Dáil debates

Tuesday, 28 February 2023

Saincheisteanna Tráthúla - Topical Issue Debate

Litter Pollution

11:05 pm

Photo of David StantonDavid Stanton (Cork East, Fine Gael) | Oireachtas source

I thank the Minister of State for his response and the work he, the people in his Department and the local authorities are doing. We are lacking passion on this issue, however. He stated that under the Waste Management Act 1996, the Minister, Deputy Ryan, cannot interfere with local authorities and is precluded from exercising any power or control in respect of their performance. What if a local authority does not perform? What happens then? The Minister cannot do anything in that circumstance. We need to revisit and reconsider that Act.

The Minister of State outlined that €750,000 was provided under the anti-litter and anti-graffiti awareness grant scheme for 2022. We need to do more in that regard to raise awareness and provide education, including in schools, on this issue. As I stated, we need to name and shame people who are discovered littering.
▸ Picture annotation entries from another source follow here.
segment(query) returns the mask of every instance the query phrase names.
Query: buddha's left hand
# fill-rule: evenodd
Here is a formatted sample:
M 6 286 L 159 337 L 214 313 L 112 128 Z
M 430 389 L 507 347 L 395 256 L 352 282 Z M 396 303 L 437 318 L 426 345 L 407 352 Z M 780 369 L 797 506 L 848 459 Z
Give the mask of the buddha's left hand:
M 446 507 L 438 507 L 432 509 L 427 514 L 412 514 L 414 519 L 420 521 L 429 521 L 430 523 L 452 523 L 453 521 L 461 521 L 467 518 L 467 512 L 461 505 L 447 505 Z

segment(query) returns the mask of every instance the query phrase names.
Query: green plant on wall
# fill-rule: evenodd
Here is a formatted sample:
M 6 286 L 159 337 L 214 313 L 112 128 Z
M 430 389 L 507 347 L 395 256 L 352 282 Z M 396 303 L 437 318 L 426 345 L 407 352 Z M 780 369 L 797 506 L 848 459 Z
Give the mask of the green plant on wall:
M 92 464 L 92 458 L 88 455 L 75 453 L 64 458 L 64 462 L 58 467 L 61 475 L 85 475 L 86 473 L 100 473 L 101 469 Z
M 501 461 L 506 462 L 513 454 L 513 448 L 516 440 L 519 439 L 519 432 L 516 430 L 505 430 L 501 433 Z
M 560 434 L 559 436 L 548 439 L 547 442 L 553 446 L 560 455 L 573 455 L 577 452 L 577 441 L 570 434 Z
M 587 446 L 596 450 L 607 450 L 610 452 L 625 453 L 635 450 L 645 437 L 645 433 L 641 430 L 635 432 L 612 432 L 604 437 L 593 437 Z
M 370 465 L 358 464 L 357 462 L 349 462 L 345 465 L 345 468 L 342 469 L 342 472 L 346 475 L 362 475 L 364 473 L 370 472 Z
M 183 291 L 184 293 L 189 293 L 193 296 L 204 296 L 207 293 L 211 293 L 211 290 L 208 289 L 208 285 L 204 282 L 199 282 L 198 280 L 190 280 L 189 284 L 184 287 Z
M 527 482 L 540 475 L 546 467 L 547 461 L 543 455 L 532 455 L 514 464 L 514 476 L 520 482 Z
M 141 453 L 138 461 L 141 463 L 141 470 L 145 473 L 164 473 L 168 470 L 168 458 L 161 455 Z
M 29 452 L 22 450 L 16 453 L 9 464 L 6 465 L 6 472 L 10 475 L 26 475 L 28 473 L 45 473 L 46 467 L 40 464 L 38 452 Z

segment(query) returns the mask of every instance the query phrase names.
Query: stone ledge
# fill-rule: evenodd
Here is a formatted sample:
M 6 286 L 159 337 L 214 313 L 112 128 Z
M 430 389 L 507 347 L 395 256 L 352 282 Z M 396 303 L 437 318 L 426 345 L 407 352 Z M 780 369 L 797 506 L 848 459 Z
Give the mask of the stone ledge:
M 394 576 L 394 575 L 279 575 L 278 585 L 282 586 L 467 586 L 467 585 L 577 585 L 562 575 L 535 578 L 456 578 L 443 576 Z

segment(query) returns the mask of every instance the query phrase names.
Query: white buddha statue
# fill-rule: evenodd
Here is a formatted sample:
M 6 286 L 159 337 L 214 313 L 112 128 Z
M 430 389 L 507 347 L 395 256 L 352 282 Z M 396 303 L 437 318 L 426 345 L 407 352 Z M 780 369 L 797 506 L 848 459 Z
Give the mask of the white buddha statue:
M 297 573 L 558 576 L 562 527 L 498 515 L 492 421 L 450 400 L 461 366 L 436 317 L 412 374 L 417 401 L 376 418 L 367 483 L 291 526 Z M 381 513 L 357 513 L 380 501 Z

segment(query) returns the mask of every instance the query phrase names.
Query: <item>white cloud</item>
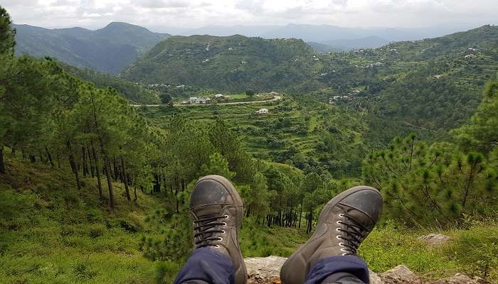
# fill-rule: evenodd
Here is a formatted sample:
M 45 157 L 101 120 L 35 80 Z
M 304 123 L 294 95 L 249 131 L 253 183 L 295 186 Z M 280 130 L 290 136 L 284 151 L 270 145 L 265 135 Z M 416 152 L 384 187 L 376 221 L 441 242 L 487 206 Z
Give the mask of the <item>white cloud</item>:
M 497 23 L 497 0 L 3 0 L 16 23 L 96 28 L 285 25 L 423 27 Z

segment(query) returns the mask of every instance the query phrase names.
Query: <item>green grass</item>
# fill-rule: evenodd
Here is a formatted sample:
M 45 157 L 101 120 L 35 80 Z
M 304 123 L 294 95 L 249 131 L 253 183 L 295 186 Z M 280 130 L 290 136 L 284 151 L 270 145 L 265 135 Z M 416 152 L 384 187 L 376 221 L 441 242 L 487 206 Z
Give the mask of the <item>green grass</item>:
M 302 174 L 287 165 L 274 165 Z M 164 197 L 139 191 L 137 204 L 128 203 L 122 185 L 115 183 L 117 206 L 112 211 L 98 201 L 93 179 L 83 179 L 85 185 L 78 192 L 64 171 L 11 158 L 7 169 L 0 176 L 0 283 L 173 281 L 182 263 L 152 261 L 139 249 L 142 236 L 161 238 L 159 229 L 145 220 L 168 207 Z M 405 264 L 427 279 L 460 272 L 496 283 L 498 225 L 492 220 L 467 226 L 438 231 L 388 222 L 376 227 L 359 254 L 376 272 Z M 309 238 L 305 227 L 304 218 L 302 229 L 268 228 L 245 219 L 240 234 L 243 255 L 289 256 Z M 429 233 L 452 239 L 435 247 L 416 239 Z
M 158 234 L 143 219 L 161 206 L 137 192 L 129 204 L 116 183 L 115 211 L 100 204 L 91 178 L 78 192 L 68 173 L 8 160 L 0 182 L 1 283 L 155 283 L 157 263 L 138 249 Z

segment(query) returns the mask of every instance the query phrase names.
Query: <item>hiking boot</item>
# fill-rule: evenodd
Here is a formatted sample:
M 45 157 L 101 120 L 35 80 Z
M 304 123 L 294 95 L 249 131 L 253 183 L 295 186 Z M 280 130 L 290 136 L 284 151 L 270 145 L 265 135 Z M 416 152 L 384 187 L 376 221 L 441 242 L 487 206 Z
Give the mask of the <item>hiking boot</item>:
M 302 284 L 318 260 L 356 255 L 382 211 L 382 196 L 367 186 L 350 188 L 332 198 L 322 209 L 314 233 L 284 263 L 283 284 Z
M 242 199 L 226 178 L 201 178 L 190 197 L 194 249 L 209 247 L 228 256 L 235 271 L 235 284 L 245 283 L 247 271 L 238 242 L 243 214 Z

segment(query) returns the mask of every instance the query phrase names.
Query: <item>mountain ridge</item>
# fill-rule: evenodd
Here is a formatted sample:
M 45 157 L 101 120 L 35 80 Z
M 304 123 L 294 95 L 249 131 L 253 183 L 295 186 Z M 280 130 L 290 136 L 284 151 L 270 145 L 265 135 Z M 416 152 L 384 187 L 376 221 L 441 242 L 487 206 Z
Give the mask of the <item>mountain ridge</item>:
M 13 26 L 16 30 L 17 55 L 49 56 L 110 74 L 119 73 L 155 43 L 171 36 L 120 22 L 112 22 L 95 31 L 80 27 Z

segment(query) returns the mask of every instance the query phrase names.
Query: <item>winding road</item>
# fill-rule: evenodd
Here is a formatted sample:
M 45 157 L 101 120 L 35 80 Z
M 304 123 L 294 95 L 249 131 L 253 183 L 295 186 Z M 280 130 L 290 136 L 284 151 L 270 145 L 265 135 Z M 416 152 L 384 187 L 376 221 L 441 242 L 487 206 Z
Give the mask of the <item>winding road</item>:
M 251 101 L 251 102 L 222 102 L 220 104 L 175 104 L 174 106 L 226 106 L 229 104 L 260 104 L 264 102 L 270 102 L 278 101 L 282 99 L 282 96 L 275 96 L 272 99 L 266 99 L 264 101 Z M 154 106 L 161 106 L 164 104 L 130 104 L 132 106 L 146 106 L 146 107 L 154 107 Z

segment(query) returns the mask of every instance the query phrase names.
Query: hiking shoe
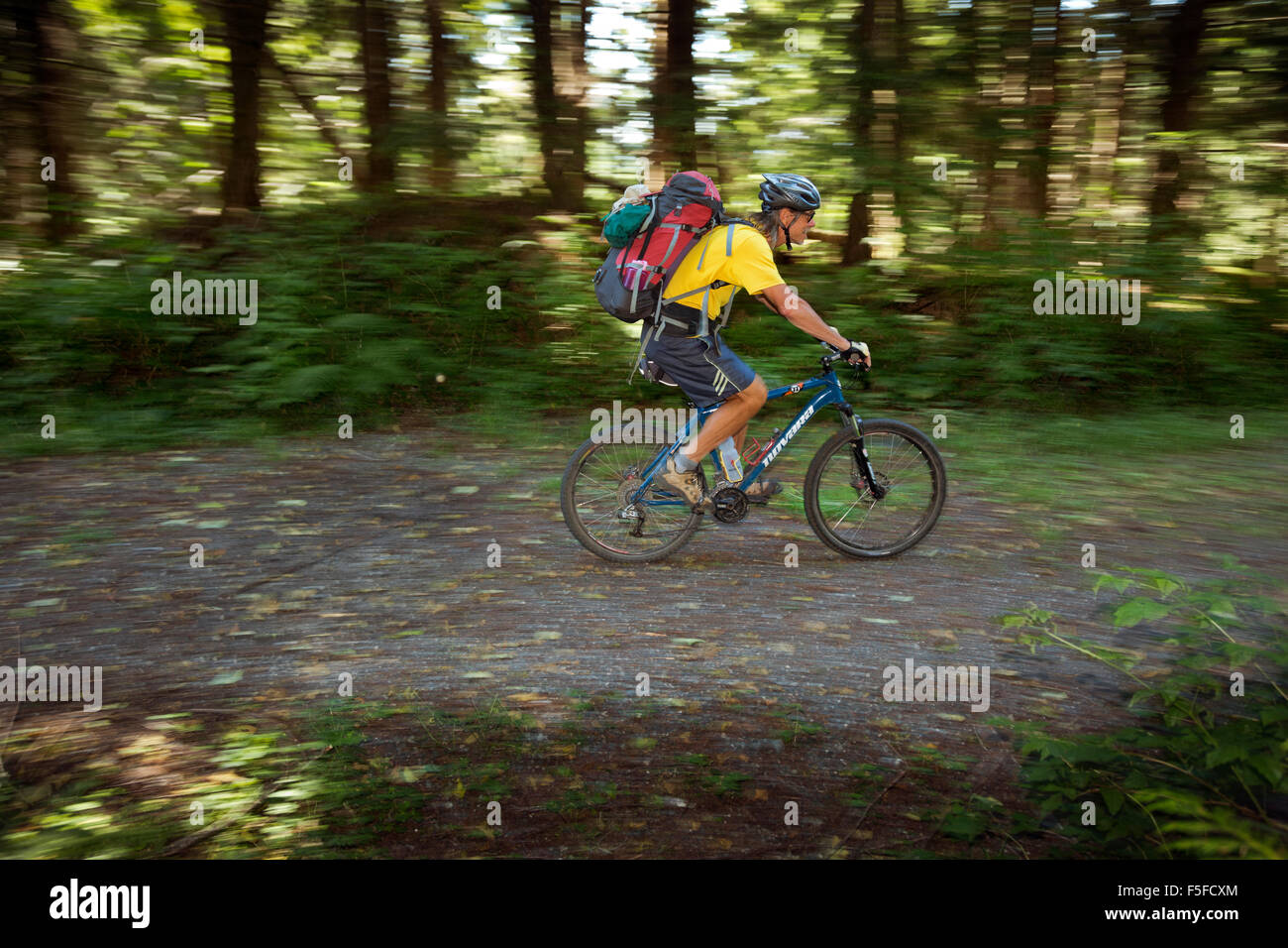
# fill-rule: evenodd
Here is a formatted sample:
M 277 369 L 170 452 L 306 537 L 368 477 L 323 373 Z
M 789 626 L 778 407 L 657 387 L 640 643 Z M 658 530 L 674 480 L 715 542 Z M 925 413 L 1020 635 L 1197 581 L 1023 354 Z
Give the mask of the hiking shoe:
M 743 491 L 751 503 L 769 503 L 774 494 L 783 493 L 783 485 L 778 481 L 759 480 Z
M 666 469 L 658 475 L 658 479 L 694 507 L 702 503 L 702 481 L 698 480 L 698 468 L 676 471 L 674 454 L 666 459 Z

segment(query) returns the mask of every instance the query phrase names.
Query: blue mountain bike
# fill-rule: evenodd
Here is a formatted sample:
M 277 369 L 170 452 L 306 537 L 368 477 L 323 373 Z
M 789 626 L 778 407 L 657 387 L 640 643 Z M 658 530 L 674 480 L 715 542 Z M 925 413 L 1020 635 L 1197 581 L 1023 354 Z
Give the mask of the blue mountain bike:
M 814 455 L 805 475 L 805 516 L 828 547 L 855 558 L 896 556 L 921 542 L 935 526 L 948 495 L 948 475 L 934 442 L 911 424 L 880 418 L 862 420 L 845 400 L 831 355 L 822 371 L 804 382 L 769 392 L 769 399 L 815 392 L 792 423 L 769 442 L 755 466 L 738 482 L 724 480 L 719 451 L 711 453 L 716 471 L 703 502 L 690 506 L 657 475 L 720 405 L 697 408 L 679 439 L 656 444 L 623 444 L 618 439 L 590 439 L 568 462 L 560 488 L 564 522 L 586 549 L 612 562 L 652 562 L 689 542 L 706 508 L 716 520 L 733 524 L 747 516 L 743 493 L 779 457 L 787 444 L 828 405 L 841 417 L 841 431 Z M 654 480 L 656 479 L 656 480 Z

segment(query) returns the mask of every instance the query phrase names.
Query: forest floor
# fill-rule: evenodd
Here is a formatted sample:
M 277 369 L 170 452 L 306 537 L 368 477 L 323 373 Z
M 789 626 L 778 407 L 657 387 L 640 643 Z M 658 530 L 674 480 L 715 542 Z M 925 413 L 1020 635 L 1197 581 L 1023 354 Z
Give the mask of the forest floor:
M 1033 809 L 1010 725 L 1122 724 L 1127 682 L 1030 653 L 998 617 L 1037 604 L 1079 636 L 1144 649 L 1157 631 L 1112 631 L 1084 543 L 1101 566 L 1191 579 L 1220 555 L 1279 577 L 1288 562 L 1282 451 L 1218 449 L 1218 482 L 1153 459 L 1136 480 L 1099 477 L 1094 503 L 1086 477 L 1033 458 L 1028 476 L 1078 494 L 1064 509 L 962 476 L 966 445 L 948 441 L 947 507 L 902 557 L 851 561 L 818 542 L 802 444 L 768 507 L 705 518 L 665 562 L 616 566 L 563 524 L 576 441 L 516 449 L 435 427 L 10 463 L 0 664 L 100 666 L 103 709 L 0 706 L 0 831 L 35 838 L 49 807 L 106 787 L 104 813 L 129 801 L 165 824 L 156 846 L 219 855 L 215 833 L 185 834 L 194 802 L 249 779 L 210 743 L 233 729 L 349 755 L 332 775 L 361 780 L 341 809 L 367 834 L 318 855 L 1041 856 L 1063 841 L 957 832 L 962 807 Z M 988 709 L 884 700 L 882 669 L 907 659 L 988 667 Z M 300 816 L 277 798 L 289 784 L 261 778 L 260 796 L 211 820 L 259 820 L 252 855 L 300 854 L 264 842 L 274 811 Z M 354 788 L 377 784 L 371 801 L 397 819 L 363 813 Z M 49 846 L 23 853 L 70 851 Z

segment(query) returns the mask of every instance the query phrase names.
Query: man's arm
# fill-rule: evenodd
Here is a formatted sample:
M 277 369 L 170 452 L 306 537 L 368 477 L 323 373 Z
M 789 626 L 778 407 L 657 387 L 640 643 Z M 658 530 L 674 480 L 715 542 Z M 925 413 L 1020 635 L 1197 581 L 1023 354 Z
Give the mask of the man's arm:
M 850 348 L 850 341 L 827 325 L 823 317 L 814 311 L 813 306 L 790 291 L 787 284 L 781 282 L 777 286 L 766 286 L 756 294 L 756 299 L 802 333 L 836 346 L 841 351 Z

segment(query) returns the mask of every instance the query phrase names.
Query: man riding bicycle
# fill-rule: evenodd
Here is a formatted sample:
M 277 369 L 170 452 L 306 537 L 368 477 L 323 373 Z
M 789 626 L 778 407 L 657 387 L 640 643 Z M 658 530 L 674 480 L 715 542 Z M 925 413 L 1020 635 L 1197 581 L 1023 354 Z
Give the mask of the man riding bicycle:
M 708 294 L 707 313 L 714 317 L 719 316 L 721 307 L 741 286 L 802 333 L 841 350 L 851 364 L 871 368 L 868 347 L 862 342 L 851 343 L 823 322 L 814 307 L 788 290 L 774 266 L 772 248 L 786 242 L 791 250 L 792 242 L 802 244 L 813 230 L 814 214 L 822 206 L 818 188 L 800 174 L 761 177 L 765 178 L 760 186 L 761 210 L 751 215 L 755 227 L 735 227 L 733 253 L 728 257 L 712 253 L 714 264 L 707 261 L 701 267 L 705 248 L 694 245 L 672 275 L 667 294 L 680 295 L 716 280 L 729 284 L 712 289 Z M 715 239 L 712 232 L 702 240 Z M 724 239 L 719 240 L 723 242 Z M 720 248 L 721 252 L 723 249 Z M 733 436 L 741 454 L 747 422 L 760 411 L 768 395 L 764 379 L 720 341 L 719 328 L 714 328 L 710 335 L 697 335 L 699 306 L 701 303 L 689 304 L 683 301 L 663 306 L 665 316 L 687 324 L 688 328 L 681 329 L 668 321 L 644 350 L 647 359 L 675 379 L 680 391 L 697 405 L 724 400 L 724 405 L 706 420 L 702 431 L 667 459 L 666 469 L 661 473 L 662 481 L 692 504 L 702 502 L 698 480 L 702 458 L 729 436 Z M 782 486 L 777 481 L 757 481 L 747 490 L 747 497 L 764 502 L 779 490 Z

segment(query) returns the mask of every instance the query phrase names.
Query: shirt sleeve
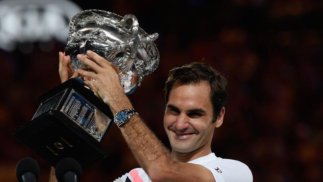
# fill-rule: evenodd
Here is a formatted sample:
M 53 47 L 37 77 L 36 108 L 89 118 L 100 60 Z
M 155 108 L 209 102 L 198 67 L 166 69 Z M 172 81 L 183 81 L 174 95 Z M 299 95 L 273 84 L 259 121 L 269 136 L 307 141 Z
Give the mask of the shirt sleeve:
M 136 168 L 126 173 L 113 182 L 152 182 L 142 168 Z
M 216 182 L 252 182 L 252 174 L 246 165 L 233 160 L 222 160 L 225 162 L 202 165 L 212 173 Z

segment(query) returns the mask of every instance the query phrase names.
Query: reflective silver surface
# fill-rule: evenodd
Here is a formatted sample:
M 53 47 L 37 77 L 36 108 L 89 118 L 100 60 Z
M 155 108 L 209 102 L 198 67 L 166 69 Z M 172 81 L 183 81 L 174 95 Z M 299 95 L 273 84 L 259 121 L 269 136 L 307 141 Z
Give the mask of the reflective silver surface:
M 88 68 L 76 58 L 92 50 L 113 64 L 119 72 L 125 92 L 132 92 L 144 76 L 154 72 L 159 63 L 159 53 L 154 43 L 158 33 L 147 34 L 139 26 L 136 16 L 124 17 L 100 10 L 76 14 L 70 23 L 68 43 L 74 71 Z

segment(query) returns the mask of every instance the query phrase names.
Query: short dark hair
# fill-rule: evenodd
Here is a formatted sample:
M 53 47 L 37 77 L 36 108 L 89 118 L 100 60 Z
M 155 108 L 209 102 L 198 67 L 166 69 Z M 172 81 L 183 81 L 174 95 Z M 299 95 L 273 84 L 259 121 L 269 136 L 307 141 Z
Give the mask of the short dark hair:
M 222 107 L 226 106 L 228 98 L 227 79 L 217 70 L 202 63 L 192 63 L 169 71 L 165 83 L 165 98 L 168 102 L 169 92 L 174 83 L 182 85 L 196 84 L 207 81 L 211 88 L 211 100 L 213 106 L 213 118 L 215 122 Z

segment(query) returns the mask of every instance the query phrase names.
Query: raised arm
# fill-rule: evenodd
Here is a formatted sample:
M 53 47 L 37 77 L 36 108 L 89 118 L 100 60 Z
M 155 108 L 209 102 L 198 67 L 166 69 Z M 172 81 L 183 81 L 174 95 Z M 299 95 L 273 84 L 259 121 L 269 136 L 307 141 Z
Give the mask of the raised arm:
M 78 70 L 81 75 L 92 79 L 85 83 L 109 106 L 114 115 L 119 110 L 132 108 L 111 64 L 93 52 L 88 52 L 87 55 L 93 61 L 81 55 L 78 58 L 96 73 Z M 152 181 L 215 181 L 212 173 L 202 166 L 173 160 L 169 151 L 139 115 L 132 117 L 120 130 L 135 157 Z

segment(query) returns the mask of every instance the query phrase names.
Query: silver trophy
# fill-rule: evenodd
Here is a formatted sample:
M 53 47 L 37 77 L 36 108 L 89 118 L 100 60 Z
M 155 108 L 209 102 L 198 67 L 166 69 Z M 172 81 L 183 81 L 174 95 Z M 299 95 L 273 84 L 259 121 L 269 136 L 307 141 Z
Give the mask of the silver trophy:
M 147 34 L 132 14 L 122 17 L 103 10 L 85 10 L 72 18 L 69 29 L 65 52 L 74 71 L 91 71 L 76 56 L 91 50 L 115 66 L 126 94 L 158 66 L 159 54 L 153 42 L 158 34 Z M 31 121 L 13 133 L 54 167 L 71 157 L 85 167 L 107 156 L 99 144 L 113 115 L 81 79 L 69 79 L 42 95 Z
M 154 41 L 155 33 L 148 35 L 139 26 L 133 14 L 122 17 L 110 12 L 87 10 L 76 14 L 70 23 L 65 48 L 74 71 L 88 68 L 76 57 L 93 51 L 114 65 L 126 94 L 140 86 L 144 76 L 154 72 L 159 54 Z

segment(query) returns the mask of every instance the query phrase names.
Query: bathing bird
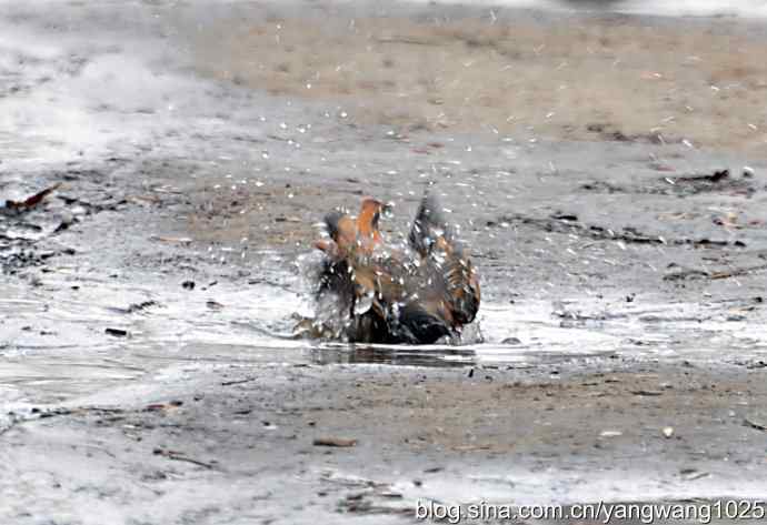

We should make it a point of shame and on the other side of it, it should a point of pride for an area that is clean. As I said earlier, my real concern today is the rural country roads. On almost any road you travel on now at this time of the year when, as the Minister of State said, the hedges are cut back or should have been cut back to some extent anyway, you see it in all its glory. Plastic, bottles, cans, nappies, papers and black bags are dumped everywhere. The campaign the Minister of State has described is evidently not working. We need to do more. I call on the Minister of State, his Department and the local authorities to start taking this very seriously. This issue should be tackled on a daily basis. It is a national blight and it is polluting our rivers, seas, streams and land. It is unsightly, toxic and dangerous and it needs to be stopped. I do not think we are taking it seriously enough. A national awareness campaign through television, cinema, newspapers and social media should be invoked here at the very least. It should be unrelenting, because we are losing. I am sure colleagues here will agree with me that we find it on almost every road we travel now. I know that Tidy Towns and Irish Business Against Litter, IBAL, are doing great work in and around the towns but if you go further out into the country that is where you see it, in all its awful glory. I urge the Minister of State to get stuck into this.